Les traducteurs professionnels disposaient de 50 minutes et d’un accès à Internet, sachant qu’aucun des textes n’avait précédemment fait l’objet d’une traduction. La qualité de la traduction a ensuite été évaluée selon trois critères avec un maximum de 5 points pour chacun : l’exactitude, le style linguistique et la logique. Sur un score parfait de 60 points avec quatre textes, les traducteurs humains ont obtenu 49 points, contre 28 pour le programme le plus performant. Les scores spécifiques de chaque programme n’ont pas été dévoilés pour ne pas nuire à leur image.

Un outil efficace ?

Mais la traduction automatique représente tout de même un outil efficace : elle permet bien souvent de surmonter la barrière de la langue lorsque la perfection n’est pas nécessaire, ce qui lui fait gagner de plus en plus de terrain. En effet, il existe de nombreux cas dans lesquels cette approche offre de réels avantages par rapport aux traducteurs humains, notamment en termes de rapidité, d’objectivité, de simplification des projets de traduction et de diminution des coûts que ces derniers entraînent.

Comme l’explique François Yvon, directeur de recherche au CNRS et responsable du laboratoire d’informatique pour la mécanique et les sciences de l’ingénieur (Limsi) au cours d’un entretien avec Universcience et l’AJSPI dans la série Interviews sur le zinc : « dans l’industrie, les brochures ou les comptes rendus d’assemblée générale [ces machines] fonctionnent très bien : ce sont des textes répétitifs, avec des phrases qu’on retrouve d’année en année ».

A court terme, les traducteurs humains ne sont donc pas menacés. Mais aussi performants puissent-ils être, ils constituent une ressource limitée et coûteuse. La traduction automatique ne répond certes pas aux mêmes exigences mais a fait des progrès considérables en seulement quelques années et ne cesse de s’améliorer.
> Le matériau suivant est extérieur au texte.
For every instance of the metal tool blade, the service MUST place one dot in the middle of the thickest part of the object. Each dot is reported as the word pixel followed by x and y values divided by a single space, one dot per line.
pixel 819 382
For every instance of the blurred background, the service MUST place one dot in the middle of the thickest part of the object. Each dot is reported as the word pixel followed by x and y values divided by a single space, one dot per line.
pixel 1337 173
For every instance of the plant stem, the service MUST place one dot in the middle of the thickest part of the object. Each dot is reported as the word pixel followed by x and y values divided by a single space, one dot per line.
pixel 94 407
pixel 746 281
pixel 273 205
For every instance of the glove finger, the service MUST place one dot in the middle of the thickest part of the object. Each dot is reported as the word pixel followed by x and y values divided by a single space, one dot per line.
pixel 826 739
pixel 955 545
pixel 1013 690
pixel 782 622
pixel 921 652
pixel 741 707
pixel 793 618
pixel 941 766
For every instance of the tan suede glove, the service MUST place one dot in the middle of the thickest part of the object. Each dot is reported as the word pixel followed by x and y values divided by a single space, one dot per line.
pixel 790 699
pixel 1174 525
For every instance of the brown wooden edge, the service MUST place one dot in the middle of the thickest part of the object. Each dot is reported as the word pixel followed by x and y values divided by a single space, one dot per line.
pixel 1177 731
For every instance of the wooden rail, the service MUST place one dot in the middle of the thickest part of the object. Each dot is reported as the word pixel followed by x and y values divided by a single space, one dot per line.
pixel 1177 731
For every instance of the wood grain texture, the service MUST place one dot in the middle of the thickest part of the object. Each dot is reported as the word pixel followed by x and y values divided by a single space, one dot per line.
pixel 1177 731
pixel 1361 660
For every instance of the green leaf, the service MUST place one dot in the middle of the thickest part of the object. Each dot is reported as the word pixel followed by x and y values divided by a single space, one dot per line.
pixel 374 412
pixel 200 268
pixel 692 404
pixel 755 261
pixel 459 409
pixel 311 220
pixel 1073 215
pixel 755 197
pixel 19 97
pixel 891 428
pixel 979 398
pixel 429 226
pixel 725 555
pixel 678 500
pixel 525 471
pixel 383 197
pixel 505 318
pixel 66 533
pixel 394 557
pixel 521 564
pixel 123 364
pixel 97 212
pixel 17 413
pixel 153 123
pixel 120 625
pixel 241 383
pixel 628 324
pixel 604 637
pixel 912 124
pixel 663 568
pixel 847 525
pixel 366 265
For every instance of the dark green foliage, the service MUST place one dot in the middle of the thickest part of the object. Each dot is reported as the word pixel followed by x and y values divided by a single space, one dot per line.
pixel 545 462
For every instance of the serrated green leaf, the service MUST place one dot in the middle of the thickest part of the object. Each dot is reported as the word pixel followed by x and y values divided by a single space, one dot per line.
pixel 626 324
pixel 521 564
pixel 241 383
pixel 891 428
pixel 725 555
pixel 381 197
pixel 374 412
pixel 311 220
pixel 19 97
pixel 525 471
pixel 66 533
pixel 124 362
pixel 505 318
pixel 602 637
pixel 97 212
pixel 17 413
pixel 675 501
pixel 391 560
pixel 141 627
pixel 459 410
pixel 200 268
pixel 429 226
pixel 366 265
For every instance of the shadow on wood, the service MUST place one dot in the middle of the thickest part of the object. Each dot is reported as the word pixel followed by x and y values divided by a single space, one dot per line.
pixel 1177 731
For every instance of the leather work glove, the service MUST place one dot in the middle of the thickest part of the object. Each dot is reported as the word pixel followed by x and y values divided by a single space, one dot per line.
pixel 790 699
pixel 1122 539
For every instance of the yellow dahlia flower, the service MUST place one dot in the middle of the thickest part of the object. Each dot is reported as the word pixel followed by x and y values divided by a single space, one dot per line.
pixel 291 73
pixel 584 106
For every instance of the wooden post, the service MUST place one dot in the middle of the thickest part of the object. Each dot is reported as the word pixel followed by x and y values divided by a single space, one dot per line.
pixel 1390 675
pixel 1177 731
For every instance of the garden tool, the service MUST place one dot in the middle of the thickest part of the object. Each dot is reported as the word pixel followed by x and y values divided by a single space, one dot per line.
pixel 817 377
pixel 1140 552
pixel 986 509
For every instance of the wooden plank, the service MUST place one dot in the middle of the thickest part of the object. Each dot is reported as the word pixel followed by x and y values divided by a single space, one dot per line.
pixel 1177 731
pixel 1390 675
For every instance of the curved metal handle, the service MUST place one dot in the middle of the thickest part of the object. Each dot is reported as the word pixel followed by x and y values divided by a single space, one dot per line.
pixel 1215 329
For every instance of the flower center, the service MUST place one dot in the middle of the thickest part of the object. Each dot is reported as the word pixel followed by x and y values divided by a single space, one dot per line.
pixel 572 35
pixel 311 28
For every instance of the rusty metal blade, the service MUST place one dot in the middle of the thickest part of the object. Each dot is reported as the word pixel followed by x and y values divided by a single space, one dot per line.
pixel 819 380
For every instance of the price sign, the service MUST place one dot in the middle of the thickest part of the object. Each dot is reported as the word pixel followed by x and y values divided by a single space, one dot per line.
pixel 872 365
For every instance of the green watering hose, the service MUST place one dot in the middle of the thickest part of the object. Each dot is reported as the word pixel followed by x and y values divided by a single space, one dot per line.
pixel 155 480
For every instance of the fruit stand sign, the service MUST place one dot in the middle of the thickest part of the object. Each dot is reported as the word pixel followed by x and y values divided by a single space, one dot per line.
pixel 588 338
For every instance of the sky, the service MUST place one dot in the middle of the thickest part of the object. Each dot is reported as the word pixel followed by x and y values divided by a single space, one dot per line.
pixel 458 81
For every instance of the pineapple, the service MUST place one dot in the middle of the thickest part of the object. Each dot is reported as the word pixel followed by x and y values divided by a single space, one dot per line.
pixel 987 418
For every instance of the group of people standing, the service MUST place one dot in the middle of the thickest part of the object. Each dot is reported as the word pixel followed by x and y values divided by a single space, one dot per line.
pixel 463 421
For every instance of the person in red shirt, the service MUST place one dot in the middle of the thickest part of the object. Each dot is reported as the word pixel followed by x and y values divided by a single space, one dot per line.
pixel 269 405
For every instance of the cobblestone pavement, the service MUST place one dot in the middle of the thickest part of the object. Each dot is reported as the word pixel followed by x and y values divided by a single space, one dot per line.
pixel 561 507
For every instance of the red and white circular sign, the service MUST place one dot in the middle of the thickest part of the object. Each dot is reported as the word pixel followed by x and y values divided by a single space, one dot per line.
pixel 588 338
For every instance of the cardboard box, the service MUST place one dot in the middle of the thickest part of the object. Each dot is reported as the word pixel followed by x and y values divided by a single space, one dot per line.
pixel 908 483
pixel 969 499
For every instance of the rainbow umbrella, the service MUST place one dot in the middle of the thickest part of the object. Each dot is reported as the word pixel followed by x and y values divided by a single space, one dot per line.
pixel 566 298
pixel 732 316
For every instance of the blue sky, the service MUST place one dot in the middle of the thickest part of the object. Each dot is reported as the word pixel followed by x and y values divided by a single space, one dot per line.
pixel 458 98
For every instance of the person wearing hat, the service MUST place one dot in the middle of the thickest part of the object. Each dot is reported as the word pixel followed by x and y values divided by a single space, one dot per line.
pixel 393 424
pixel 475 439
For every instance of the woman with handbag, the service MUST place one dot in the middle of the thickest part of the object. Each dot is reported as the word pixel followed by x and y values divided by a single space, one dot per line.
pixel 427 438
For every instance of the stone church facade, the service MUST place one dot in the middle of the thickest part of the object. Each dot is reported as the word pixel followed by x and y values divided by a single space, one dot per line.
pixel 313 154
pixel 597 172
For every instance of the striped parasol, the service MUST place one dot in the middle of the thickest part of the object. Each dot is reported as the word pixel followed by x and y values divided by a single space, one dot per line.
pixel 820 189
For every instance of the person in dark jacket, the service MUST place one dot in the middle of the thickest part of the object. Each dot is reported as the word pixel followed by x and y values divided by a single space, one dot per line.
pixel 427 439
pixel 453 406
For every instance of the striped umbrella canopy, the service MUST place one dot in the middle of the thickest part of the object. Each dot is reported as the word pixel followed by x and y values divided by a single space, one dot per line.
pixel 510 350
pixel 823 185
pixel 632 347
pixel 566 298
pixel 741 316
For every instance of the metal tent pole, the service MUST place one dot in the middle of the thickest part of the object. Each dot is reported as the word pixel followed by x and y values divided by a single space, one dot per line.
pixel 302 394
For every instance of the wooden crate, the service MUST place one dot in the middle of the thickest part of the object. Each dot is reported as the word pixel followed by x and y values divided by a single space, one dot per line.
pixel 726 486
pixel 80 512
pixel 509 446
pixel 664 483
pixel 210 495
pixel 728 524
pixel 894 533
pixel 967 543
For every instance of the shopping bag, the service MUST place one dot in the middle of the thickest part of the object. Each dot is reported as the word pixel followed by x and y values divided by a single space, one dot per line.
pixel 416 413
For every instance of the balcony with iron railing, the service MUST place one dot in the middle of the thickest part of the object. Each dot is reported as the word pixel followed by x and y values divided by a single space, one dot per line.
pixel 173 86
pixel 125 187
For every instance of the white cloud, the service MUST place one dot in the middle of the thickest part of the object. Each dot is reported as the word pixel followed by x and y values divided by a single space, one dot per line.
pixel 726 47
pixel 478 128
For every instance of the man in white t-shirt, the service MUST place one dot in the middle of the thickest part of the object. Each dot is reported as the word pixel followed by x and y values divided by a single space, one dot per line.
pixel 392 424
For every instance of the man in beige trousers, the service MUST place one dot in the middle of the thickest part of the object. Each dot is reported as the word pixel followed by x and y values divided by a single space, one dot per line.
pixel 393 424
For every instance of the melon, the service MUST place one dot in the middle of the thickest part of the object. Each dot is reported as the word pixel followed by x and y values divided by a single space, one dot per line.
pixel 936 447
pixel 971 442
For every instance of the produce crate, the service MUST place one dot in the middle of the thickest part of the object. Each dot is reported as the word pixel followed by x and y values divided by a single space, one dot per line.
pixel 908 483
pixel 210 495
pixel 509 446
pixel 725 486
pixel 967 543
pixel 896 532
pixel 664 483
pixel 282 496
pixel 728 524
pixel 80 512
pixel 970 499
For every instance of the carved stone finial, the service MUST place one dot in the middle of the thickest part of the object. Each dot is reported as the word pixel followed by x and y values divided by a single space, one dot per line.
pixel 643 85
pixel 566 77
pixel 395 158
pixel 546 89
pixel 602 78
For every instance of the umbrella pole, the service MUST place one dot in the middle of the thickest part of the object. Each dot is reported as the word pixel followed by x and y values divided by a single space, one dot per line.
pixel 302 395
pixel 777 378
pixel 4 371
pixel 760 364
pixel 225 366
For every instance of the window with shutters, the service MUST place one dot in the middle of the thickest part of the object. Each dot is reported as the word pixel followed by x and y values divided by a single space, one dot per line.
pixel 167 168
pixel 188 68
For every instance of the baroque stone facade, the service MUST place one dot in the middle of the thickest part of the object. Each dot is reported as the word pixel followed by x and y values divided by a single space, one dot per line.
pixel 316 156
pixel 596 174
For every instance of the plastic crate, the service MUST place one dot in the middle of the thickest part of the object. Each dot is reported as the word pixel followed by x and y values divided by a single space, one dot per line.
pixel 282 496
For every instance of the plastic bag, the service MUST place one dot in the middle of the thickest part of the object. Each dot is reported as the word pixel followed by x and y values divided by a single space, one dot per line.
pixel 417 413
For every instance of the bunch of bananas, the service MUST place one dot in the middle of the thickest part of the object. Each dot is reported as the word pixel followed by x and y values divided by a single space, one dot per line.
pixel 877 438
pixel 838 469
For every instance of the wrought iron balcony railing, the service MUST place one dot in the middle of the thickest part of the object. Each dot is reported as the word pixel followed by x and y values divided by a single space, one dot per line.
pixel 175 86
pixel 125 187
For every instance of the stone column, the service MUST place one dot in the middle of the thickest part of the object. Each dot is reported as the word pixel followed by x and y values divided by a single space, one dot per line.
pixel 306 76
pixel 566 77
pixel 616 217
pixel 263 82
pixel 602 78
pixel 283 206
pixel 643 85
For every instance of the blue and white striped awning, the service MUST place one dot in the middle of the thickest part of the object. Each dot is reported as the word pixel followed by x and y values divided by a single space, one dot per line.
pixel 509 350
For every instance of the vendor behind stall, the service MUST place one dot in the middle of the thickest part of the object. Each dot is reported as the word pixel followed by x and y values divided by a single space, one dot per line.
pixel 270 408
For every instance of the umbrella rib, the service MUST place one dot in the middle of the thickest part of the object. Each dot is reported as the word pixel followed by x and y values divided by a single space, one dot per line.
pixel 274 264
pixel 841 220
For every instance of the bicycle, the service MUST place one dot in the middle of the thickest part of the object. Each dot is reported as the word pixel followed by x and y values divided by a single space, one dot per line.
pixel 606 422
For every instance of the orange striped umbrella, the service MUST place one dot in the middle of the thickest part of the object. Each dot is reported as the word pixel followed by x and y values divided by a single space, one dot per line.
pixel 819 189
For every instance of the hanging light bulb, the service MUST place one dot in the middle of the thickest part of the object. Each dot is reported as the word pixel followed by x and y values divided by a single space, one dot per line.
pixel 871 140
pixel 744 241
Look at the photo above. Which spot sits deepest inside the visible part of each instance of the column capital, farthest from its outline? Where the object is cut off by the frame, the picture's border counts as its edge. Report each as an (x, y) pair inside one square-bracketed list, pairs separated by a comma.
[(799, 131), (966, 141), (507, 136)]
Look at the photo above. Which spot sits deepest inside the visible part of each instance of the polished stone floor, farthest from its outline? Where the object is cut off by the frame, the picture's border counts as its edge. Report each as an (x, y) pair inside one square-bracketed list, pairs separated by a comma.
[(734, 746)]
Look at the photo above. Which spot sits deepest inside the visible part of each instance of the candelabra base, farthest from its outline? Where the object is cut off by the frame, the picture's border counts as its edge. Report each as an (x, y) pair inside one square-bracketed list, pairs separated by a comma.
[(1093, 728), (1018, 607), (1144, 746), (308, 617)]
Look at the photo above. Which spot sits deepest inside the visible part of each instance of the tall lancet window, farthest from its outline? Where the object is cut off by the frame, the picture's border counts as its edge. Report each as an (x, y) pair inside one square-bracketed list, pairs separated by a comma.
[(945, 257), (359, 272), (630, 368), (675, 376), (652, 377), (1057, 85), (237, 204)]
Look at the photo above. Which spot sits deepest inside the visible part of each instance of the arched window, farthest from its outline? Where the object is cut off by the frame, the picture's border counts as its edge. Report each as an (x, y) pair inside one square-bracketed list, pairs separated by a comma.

Et si les ordinateurs n’ont pas encore atteint le même niveau de compréhension que les humains, l’IA, une fois fonctionnelle et correctement programmée, devrait, de par sa rapidité à traiter les informations, être en mesure de gérer un projet de traduction et de traduire un texte plus vite et à moindre coût. Elle finirait donc par représenter une menace non seulement pour le traducteur, mais également pour d’autres métiers de la traduction, notamment la gestion de projet.

Cohérence des choix lexicaux et stylistiques, hors de portée des machines

Pour autant, le métier de la traduction qui semble aujourd’hui le mieux protégé est celui de traducteur littéraire, de par les spécificités auxquelles il répond, notamment en terme de cohérence des choix lexicaux et stylistiques, jusqu’ici hors de portée pour les machines de traduction. Il ne reste qu’à attendre 2029 pour voir si la prédiction de Ray Kurzweil se réalisera. Car si le traducteur humain a aujourd’hui encore le dessus, les progrès réalisés en termes de traduction automatique s’avèrent tellement rapides et performants qu’il nous est pour l’instant impossible de confirmer que cela sera encore le cas d’ici une décennie.